Pierre de Ronsard: Poetry in a Time of Dislocation
Editor’s note: This is the latest installment in the series “Poetry in a Time of Dislocation.” Fine art photographer Fern Nesson asserts that the place for art is critical during this time of pandemic, and she has immersed herself in the French poets, translating important works and sharing them as photo essays. This week, Fern shines the spotlight on Pierre de Ronsard, named “prince of poets” by his fellow French poets during the Renaissance.

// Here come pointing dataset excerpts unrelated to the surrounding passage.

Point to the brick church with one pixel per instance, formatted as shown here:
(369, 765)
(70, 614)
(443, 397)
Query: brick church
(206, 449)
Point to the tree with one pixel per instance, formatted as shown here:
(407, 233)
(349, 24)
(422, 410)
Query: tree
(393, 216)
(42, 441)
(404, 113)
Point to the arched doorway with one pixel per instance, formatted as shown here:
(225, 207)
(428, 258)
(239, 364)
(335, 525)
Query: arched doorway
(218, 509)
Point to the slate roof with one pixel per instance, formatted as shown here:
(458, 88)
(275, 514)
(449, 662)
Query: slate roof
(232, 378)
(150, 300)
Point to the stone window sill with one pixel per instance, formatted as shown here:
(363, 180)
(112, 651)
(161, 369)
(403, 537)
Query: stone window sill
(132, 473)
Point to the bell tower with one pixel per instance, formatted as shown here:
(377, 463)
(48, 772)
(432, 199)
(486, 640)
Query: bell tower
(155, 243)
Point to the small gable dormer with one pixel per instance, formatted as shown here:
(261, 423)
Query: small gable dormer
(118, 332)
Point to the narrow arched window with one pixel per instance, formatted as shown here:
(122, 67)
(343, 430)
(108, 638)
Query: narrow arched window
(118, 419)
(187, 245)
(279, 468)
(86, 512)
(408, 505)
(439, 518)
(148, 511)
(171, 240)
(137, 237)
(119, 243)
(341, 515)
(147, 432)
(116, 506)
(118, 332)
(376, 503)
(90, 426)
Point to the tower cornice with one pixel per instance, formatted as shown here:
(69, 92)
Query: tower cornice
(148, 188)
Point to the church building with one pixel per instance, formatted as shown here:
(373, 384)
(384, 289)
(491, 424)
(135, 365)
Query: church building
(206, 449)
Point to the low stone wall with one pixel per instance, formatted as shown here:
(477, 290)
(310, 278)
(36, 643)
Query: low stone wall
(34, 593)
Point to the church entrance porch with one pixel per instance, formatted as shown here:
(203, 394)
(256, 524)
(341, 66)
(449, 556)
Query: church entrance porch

(Check out previous installments here:
Charles Baudelaire, Guillaume Apollinaire, Paul Valéry, Christine de Pizan, Paul Verlaine, Alphonse de Lamartine, Anna de Noailles, Paul Éluard, Marceline Desbordes-Valmore, Stéphane Mallarmé, Louisa Seifert, Arthur Rimbaud, François Villon, André Breton, Louise Colet, Jacques Prévert)
Pierre de Ronsard was the most prolific and adept 16th-century French Renaissance poet. His sonnets are especially lovely. The one I’ve translated echoed down through the centuries, inspiring Robert Herrick’s most famous poem as well as William Butler Yeats’ sonnet written explicitly in tribute. In any language, at any time, the poets’ meaning is clear. It resonates and challenges us to live fully and without regrets. Carpe Diem.
Sonnet à Hélène (1587)
Quand vous serez bien vieille, au soir à la chandelle,
Assise aupres du feu, devidant et filant,
Direz, chantant mes vers, en vous esmerveillant:
« Ronsard me celebroit du temps que j’estois belle ! »
Lors vous n’aurez servante oyant telle nouvelle,
Desja sous le labeur à demy sommeillant,
Qui au bruit de mon nom ne s’aille resveillant,
Benissant1 vostre nom de louange immortelle.
Je seroy sous la terre, et fantaume sans os ;
Par les ombres Myrtheux je prendray mon repos.
Vous serez au fouyer une vieille accroupie,
Regrettant mon amour, et vostre fier desdain.
Vivez, si m’en croyez, n’attendez à demain :
Cueillez dés aujourd’huy les roses de la vie.
My Translation
When you are very old, sitting by candlelight
spinning wool near the fire
you will recite my poems, marveling:
“Ronsard celebrated me when I was young and beautiful.”
Then your servants, hearing you speak,
no matter how tired from their day’s work
will wake at the sound of my words
blessing you in immortal verse.
I will be dead and gone, a phantom with no bones
taking my repose beneath heaven’s myrtle trees.
While you, old and bent, wait for death,
regretting my love and your proud disdain.
Mark my words!
Live now; don’t wait for tomorrow!
Gather today the roses of life!
Here is Herrick, borrowing a version of Ronsard’s last line for his first.
To the Virgins, to Make Much of Time (1648)
Gather ye rose-buds while ye may,
Old Time is still a-flying;
And this same flower that smiles today
Tomorrow will be dying.
The glorious lamp of heaven, the sun,
The higher he’s a-getting,
The sooner will his race be run,
And nearer he’s to setting.
That age is best which is the first,
When youth and blood are warmer;
But being spent, the worse, and worst
Times still succeed the former.
Then be not coy, but use your time,
And while ye may, go marry;
For having lost but once your prime,
You may forever tarry.
And here is Yeats:
When You Are Old (1891)
When you are old and gray and full of sleep,
And nodding by the fire, take down this book,
And slowly read, and dream of the soft look
Your eyes had once, and of their shadows deep;
How many loved your moments of glad grace,
And loved your beauty with love false or true,
But one man loved the pilgrim soul in you,
And loved the sorrows of your changing face;
And bending down beside the glowing bars,
Murmur, a little sadly, how Love fled
And paced upon the mountains overhead
And hid his face among a crowd of stars.